Jacob Cornelis Matthieu (J. C. M.) Radermacher (1741 – 24 December 1783) was a Dutch botanist and writer.

Radermacher was born in The Hague, Holland. He was an officer of the Dutch East India Company (VOC) in Batavia (Jakarta) as well as a talented naturalist. Born into an influential Dutch family, his father was Jacob Cornelis Radermacher (1700-1748), who was treasurer-general to the prince. His uncle and his nephew were members of the Board of Directors of the VOC. In 1757, then only sixteen years old, he had traveled to Indonesian to work as a merchant for the VOC. On 21 May 1761 Jacob married Margaretha Sophia Verijssel. In 1762 Radermacher created a Freemasonic circle in Batavia becoming the first Freemasonic lodge in Asia. In 1763 he returned to Holland to continue his studies, and graduated in law at Harderwijk. After graduation on 13 June 1766 he established himself as a lawyer in Arnhem. After a short time, Radermacher made the decision to return to Batavia. On 20 December 1766 with his wife Margaretha and two sons Frans Reinier and Johannes Cornelis, they boarded the ship Tulpenburg bound for Indonesia. His youngest son, Johannes Cornelis, still an infant, died within one month of their departure. By 1776, Radermacher was promoted by the VOC to title of "Extra-Ordinair Council of India".

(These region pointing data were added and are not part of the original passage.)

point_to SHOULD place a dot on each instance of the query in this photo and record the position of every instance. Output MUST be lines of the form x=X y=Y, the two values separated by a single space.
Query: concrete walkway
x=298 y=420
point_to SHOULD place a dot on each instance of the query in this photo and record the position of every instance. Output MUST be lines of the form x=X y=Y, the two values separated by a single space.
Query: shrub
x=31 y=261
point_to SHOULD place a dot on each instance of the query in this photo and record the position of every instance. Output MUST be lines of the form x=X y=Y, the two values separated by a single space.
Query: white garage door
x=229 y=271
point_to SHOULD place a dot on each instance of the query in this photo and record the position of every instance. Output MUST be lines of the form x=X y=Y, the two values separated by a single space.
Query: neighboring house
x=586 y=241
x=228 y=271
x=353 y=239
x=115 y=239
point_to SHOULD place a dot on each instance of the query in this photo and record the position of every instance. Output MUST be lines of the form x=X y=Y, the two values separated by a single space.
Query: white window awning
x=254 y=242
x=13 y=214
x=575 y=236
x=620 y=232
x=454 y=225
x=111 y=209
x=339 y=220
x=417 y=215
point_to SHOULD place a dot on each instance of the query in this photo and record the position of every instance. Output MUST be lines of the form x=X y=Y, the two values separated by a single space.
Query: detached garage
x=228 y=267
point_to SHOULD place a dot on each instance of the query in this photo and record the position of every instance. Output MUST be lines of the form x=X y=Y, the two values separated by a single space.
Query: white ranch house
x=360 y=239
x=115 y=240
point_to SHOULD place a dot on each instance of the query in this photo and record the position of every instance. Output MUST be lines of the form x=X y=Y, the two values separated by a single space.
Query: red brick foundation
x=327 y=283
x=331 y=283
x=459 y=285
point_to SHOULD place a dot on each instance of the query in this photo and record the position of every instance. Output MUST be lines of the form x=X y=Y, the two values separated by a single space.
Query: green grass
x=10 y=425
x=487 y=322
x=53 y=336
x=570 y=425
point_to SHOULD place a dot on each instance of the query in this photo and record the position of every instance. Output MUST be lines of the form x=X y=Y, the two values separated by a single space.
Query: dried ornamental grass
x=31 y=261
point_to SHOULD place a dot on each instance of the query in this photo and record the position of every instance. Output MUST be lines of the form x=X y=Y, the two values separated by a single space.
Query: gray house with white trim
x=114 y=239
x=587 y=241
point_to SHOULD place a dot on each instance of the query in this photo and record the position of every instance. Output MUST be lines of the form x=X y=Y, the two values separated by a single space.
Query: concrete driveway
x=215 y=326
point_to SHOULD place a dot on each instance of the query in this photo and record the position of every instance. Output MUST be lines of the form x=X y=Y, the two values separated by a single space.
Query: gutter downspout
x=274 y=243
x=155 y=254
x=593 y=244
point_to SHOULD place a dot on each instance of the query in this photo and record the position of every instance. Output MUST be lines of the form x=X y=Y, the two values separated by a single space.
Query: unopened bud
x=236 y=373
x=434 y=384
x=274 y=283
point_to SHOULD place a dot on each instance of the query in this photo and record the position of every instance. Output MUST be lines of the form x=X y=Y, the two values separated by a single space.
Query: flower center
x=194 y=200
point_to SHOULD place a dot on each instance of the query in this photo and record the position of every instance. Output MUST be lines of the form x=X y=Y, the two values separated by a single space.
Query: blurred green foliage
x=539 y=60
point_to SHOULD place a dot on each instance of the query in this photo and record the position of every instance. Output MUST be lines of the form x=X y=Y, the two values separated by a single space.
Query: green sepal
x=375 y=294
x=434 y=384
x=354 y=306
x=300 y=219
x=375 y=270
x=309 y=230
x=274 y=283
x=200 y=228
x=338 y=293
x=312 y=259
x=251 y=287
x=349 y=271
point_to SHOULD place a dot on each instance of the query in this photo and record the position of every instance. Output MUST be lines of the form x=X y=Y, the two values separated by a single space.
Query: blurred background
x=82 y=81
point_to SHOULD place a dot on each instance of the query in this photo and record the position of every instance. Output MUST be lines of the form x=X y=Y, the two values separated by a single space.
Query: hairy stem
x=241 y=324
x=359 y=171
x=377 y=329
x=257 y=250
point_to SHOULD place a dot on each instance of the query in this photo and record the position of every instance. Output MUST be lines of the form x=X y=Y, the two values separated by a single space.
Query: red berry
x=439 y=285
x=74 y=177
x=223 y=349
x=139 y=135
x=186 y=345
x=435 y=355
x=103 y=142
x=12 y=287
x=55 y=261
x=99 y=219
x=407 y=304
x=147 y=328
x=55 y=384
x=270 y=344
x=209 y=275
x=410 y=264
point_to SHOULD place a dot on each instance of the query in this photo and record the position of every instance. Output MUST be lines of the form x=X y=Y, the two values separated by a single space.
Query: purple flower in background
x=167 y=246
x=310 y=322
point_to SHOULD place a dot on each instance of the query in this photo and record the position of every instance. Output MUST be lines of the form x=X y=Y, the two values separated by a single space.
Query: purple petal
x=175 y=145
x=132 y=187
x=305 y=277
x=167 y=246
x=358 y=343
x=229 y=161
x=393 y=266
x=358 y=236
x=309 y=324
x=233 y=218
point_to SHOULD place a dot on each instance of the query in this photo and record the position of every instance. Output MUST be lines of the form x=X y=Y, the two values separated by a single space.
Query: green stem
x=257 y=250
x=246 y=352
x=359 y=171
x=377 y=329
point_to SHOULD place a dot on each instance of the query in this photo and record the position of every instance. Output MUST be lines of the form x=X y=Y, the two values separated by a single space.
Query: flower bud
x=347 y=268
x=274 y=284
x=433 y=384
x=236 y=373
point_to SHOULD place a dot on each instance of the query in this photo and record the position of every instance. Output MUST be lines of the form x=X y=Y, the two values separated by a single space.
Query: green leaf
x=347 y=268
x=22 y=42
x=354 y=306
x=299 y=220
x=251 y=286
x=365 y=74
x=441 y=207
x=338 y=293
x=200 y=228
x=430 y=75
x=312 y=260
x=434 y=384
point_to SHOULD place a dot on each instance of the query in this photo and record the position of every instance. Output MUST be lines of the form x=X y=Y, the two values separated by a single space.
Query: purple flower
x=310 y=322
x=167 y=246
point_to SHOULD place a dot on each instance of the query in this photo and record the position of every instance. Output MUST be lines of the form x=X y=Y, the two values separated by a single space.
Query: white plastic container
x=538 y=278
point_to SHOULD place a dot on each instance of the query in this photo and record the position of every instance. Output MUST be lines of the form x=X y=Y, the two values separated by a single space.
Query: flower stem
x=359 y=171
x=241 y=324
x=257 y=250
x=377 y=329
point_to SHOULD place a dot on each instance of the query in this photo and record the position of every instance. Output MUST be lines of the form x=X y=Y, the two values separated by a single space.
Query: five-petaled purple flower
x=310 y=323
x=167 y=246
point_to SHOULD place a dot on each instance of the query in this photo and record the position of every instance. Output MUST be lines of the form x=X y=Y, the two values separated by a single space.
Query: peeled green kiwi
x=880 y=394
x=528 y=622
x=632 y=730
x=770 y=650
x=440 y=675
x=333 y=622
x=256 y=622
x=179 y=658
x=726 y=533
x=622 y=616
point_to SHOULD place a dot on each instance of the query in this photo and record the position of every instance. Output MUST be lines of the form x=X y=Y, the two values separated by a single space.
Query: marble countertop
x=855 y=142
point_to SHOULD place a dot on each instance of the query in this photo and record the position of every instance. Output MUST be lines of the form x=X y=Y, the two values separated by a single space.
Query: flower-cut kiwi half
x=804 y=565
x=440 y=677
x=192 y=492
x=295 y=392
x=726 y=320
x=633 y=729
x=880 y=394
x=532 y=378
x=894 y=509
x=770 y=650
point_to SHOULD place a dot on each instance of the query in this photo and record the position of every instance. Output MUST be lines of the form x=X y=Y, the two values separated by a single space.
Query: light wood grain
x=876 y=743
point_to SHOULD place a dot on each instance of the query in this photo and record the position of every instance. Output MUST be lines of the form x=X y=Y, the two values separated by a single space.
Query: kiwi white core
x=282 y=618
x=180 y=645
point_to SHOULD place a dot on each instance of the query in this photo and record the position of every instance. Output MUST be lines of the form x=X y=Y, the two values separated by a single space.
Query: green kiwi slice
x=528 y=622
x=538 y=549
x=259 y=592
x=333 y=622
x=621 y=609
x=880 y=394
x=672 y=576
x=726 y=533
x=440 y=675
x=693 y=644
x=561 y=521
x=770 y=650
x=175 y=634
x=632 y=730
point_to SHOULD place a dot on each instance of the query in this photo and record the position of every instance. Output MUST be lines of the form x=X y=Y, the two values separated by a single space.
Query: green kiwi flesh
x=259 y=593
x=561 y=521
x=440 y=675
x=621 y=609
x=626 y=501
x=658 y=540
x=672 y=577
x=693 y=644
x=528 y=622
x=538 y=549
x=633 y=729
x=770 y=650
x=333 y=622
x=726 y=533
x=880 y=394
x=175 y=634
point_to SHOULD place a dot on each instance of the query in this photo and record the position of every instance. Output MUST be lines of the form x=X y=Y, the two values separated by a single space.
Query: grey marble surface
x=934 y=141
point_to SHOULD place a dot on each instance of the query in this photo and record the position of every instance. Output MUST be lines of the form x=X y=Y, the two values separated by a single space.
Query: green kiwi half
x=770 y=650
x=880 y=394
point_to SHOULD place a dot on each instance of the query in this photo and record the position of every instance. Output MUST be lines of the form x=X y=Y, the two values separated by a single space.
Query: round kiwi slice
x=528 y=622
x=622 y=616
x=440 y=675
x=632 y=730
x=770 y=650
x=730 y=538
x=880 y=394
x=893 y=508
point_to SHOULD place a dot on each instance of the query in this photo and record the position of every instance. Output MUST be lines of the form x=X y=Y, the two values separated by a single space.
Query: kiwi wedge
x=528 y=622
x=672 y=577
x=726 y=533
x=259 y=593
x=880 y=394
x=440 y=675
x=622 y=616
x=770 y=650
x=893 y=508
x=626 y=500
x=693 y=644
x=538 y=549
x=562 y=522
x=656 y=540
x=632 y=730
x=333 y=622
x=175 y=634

During his years in Batavia, Radermacher was a staunch promoter of the arts and sciences in the Far East. On 24 April 1778 he founded the Batavian Society of Arts and Sciences ("Bataviaasch Genootschap van Kunsten en etenschappen"). He also donated a substantial amount of writings and collections to start the museum. During this time he also catalogued a significant amount of flora and fauna of the islands of Java and Sumatra. The trees of the genus "Radermachera" are named for him.

By 1781 Radermacher was named Commissioner Concerning the Fleet and the Army, and Common Council of India. After the death of his first wife, he married Bataviase Anna Bosch. For health reasons in 1783, he requested permission to return to Holland. However, while en route home in the Indian Ocean on 24 December, there was a mutiny on board the ship and Radermacher was murdered.